The Motion Picture Association of America is requesting Carpathia, Megaupload’s Virginia-based server host, to retain the 25 petabytes of Megaupload data on its servers, which includes account information for Megaupload’s millions of users. That’s according to a newly surfaced court filing in the Megaupload prosecution in connection to charges of racketeering and criminal copyright infringement.

The MPAA said it wanted to have that data because it might sue Megaupload and others for contributing to copyright infringement.

Howard Gantman, a MPAA vice president, said in a telephone interview that the studios are not intending on suing individual users, but are considering suing Megaupload or other “entities involved.”



“The reason we did that filing [was] that there is a possibility that litigation might be pursued against Megaupload or various intermediaries involved in Megaupload’s operation. We’re not talking about individual users,” Gantman said.

Gantman declined, however, to name the “intermediaries” that might be sued.

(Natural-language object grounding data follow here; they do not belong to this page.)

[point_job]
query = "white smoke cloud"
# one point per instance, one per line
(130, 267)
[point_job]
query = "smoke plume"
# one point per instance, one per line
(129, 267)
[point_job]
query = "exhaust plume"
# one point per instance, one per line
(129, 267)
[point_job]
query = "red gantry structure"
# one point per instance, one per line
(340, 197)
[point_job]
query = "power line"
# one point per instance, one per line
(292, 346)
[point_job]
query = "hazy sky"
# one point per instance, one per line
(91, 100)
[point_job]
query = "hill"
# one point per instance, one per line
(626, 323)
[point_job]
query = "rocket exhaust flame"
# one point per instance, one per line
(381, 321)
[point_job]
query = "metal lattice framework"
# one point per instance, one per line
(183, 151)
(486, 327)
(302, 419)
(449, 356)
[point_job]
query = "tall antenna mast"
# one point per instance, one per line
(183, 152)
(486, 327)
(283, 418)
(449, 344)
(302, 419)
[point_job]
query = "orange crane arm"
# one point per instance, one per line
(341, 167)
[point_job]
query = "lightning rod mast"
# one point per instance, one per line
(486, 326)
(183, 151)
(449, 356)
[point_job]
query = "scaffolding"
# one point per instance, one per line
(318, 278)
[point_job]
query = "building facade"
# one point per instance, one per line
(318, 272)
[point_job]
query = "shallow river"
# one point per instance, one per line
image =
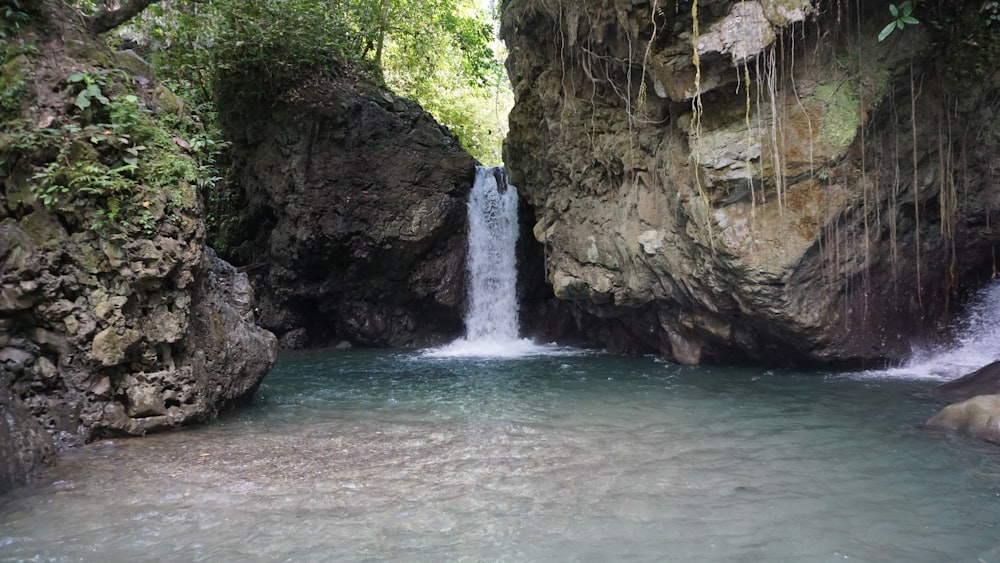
(363, 455)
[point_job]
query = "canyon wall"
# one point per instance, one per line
(790, 190)
(115, 318)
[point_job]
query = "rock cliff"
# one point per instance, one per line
(114, 316)
(348, 209)
(758, 180)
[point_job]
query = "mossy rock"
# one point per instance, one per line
(841, 121)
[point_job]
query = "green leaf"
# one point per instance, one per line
(82, 101)
(886, 31)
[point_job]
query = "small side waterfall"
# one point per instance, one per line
(978, 344)
(492, 262)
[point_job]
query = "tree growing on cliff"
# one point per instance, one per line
(441, 53)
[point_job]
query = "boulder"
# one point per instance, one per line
(978, 417)
(348, 212)
(983, 381)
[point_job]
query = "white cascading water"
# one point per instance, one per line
(492, 262)
(491, 321)
(978, 344)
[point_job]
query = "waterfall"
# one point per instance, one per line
(491, 320)
(977, 344)
(492, 262)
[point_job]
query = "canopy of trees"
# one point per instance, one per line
(442, 53)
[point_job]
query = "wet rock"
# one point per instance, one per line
(787, 208)
(349, 216)
(978, 417)
(114, 329)
(25, 447)
(294, 339)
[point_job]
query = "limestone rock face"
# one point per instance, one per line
(796, 193)
(350, 215)
(106, 329)
(983, 381)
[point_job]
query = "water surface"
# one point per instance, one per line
(364, 455)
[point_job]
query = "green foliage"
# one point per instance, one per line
(12, 79)
(115, 155)
(901, 18)
(439, 52)
(967, 38)
(13, 15)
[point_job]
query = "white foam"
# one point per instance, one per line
(978, 344)
(514, 348)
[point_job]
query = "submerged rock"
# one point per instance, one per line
(983, 381)
(978, 417)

Here is the data the MPAA is seeking:

“In light of the potential civil claims by the studios, we demand that Carpathia preserve all material in its possession, custody, or control, including electronic data and database, related to Megaupload or its operations. This would include, but is not limited to, all information identifying or otherwise related to the content files uploaded to, stored on and/or downloaded from Megaupload; all data associated with those content files, the uploading or downloading of those files, and the Megaupload users who uploaded or downloaded those files,”
MPAA attorney attorney Steven Fabrizio wrote (.pdf) Carpathia Jan. 31, the letter of which Carpathia lodged in a legal filing Tuesday.

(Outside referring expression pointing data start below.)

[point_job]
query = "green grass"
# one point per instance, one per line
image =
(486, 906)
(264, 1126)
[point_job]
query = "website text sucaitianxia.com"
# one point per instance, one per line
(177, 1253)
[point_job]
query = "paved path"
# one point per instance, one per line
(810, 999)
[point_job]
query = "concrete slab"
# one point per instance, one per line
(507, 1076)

A hearing on the matter is set for next month. Federal authorities have said they have copied some, but not all of the data, and said Carpathia could delete the 25 million gigabytes of Megaupload data it is hosting.

Carpathia said it is spending $9,000 daily to retain the data, and is demanding a federal judge relieve it of that burden. Megaupload, meanwhile, wants the government to free up some of the millions in dollars of seized Megaupload assets to be released to pay Carpathia to retain the data for its defense and possibly to return data to its customers.

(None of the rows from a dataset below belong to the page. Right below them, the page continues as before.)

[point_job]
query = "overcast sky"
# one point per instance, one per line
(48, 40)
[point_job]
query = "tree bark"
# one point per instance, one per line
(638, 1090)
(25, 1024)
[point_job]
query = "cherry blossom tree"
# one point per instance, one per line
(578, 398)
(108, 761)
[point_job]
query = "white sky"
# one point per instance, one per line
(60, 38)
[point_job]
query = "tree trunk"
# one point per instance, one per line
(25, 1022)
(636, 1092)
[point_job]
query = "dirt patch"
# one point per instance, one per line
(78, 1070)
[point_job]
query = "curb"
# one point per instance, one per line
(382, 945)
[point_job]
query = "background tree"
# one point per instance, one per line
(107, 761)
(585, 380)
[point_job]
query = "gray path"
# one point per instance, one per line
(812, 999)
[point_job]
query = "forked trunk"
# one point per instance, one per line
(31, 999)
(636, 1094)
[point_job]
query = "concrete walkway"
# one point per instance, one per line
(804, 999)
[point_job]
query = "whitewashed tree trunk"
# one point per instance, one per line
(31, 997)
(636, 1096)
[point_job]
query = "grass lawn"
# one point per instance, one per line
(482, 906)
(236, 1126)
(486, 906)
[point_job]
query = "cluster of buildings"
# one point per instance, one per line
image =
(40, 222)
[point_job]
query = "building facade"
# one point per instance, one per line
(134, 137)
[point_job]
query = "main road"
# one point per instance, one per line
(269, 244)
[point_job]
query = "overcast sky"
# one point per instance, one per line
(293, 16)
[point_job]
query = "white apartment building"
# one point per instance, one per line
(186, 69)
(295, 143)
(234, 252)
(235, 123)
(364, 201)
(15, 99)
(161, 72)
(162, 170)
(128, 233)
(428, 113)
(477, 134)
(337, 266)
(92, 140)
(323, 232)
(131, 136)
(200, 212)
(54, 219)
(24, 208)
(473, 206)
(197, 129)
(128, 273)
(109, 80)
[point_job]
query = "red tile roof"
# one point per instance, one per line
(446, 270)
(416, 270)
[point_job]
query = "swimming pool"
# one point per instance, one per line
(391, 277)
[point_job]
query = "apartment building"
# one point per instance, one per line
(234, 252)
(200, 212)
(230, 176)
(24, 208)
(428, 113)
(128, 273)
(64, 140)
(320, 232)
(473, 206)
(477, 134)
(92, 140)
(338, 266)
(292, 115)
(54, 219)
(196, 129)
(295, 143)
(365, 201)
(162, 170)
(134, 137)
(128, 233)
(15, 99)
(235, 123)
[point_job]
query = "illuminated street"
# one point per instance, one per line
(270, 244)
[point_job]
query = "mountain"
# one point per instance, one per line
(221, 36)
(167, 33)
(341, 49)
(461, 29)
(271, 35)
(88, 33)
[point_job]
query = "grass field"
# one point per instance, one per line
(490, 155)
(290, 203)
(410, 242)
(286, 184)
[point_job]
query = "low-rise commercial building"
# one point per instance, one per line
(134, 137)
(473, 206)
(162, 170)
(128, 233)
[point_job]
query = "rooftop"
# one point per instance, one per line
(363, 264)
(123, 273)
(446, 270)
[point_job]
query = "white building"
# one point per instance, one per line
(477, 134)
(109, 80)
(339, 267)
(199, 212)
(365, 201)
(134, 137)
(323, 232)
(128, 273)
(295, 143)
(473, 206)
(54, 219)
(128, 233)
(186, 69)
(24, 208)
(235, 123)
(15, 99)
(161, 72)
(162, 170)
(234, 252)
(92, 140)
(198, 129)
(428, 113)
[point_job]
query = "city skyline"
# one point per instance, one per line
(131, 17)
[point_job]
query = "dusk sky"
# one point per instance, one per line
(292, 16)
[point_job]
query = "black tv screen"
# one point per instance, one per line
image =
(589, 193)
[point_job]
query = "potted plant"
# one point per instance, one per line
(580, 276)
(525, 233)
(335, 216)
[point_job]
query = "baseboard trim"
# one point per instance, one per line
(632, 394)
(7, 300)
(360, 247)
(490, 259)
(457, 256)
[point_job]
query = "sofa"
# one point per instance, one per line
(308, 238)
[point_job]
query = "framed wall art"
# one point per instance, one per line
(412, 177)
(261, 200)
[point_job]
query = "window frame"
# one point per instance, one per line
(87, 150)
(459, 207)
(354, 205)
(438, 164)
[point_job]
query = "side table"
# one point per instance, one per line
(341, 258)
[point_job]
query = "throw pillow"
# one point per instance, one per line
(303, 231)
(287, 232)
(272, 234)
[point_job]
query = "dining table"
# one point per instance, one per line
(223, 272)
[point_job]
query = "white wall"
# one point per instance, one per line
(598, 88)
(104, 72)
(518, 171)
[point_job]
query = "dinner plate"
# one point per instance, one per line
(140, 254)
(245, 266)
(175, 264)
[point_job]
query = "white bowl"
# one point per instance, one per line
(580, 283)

The criminal Megaupload prosecution concerns seven individuals connected to the Hong Kong-based file-sharing site, including founder Kim Dotcom. They were indicted in January on a variety of charges, including criminal copyright infringement and conspiracy to commit money laundering.

Five of the members of what the authorities called a 5-year-old “racketeering conspiracy” have been arrested in New Zealand, pending extradition to the United States.

The government said the site, which generated millions in user fees and advertising, facilitated copyright infringement of movies, often before their theatrical release, in addition to music, television programs, electronic books, and business and entertainment software. The government said Megaupload’s “estimated harm” to copyright holders was “well in excess of $500 million.”

Gantman said the MPAA is not concerned about the identities of the individual Megaupload users. He said Hollywood wants to know the uploading and downloading activity of the Megaupload users in a bid to prove a case that Megaupload or other “intermediaries” contributed or facilitated the users’ behavior.

“If there’s evidence of a frequent infringers, high volume infringers, who are able to continue that operation despite knowledge by Megaupload, that could point to evidence that was involved in this infringing campaign,” Gantman said.

Similar user data was part of the Grokster and Napster civil lawsuits.

Megaupload was on the recording and movie industries’ most-hated lists, often being accused of facilitating wanton infringement of their members’ copyrights. The indictment claims Megaupload induced users to upload copyrighted works for others to download, and that it often failed to comply with removal notices from rights holders under the Digital Millennium Copyright Act.

Megaupload, which was not based in the U.S., says it did comply with DMCA orders, despite not being legally required to due to jurisdiction issues.

Correction: This story originally misstated MPAA’s reasoning behind its request that Megaupload user data be stored. MPAA says it has no plans to use the data to sue individual file sharers.